These were not tested on hardware at merge time. The developer considered the Codex PR workflow an experiment, and moved to Cursor + direct on-rig testing afterward.
Phase 6 — Isolation hardware push (Apr 2026)¶
Commits 0b417cf and dfbc65c: galvanic I²C isolation for the MCP4725
plasma-current DAC. Kawabata-kun's plasma PID work landed alongside.
The isolation was critical: plasma transients on the cathode bus were affecting the rest of the I²C tree.

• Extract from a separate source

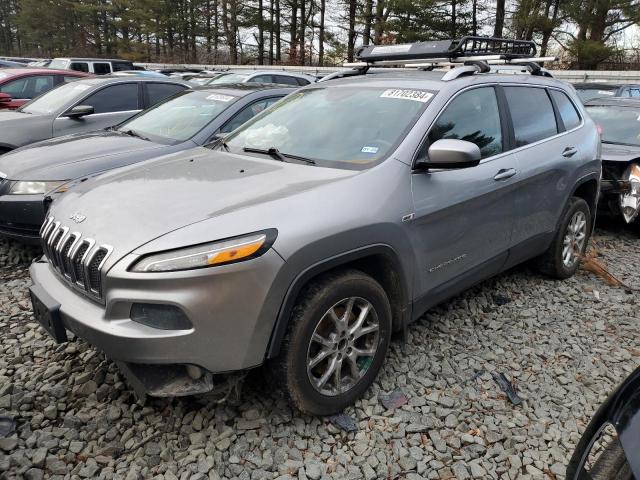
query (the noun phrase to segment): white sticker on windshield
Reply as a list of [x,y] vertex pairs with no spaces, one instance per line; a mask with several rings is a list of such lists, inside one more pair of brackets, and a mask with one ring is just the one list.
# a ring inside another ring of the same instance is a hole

"Kawabata-kun did the final plasma current PID loop. I made and tested one before isolation. Isolation was critical, of course." — Arseniy
The UIWindow multiple-inheritance idiom¶
Unusual for Qt code. Inherited from echelle_spectra. Keeps layout code in
mainView.py physically separated from controller code without giving up
direct attribute access (self.control_dock, self.graph, etc.).
Worker→worker signalling¶
# controlunit/main.py
def start_cross_connections(self):
mfcs_worker.send_presets_to_adc.connect(
adc_worker.update_mfcs, type=QtCore.Qt.DirectConnection
)
The DAC8532 worker tells the ADC worker what voltage it just set, so the ADC
can log the commanded preset alongside the measured signal.
DirectConnection runs the slot in the emitter's thread — correct because
update_mfcs only touches self._mfc_presets.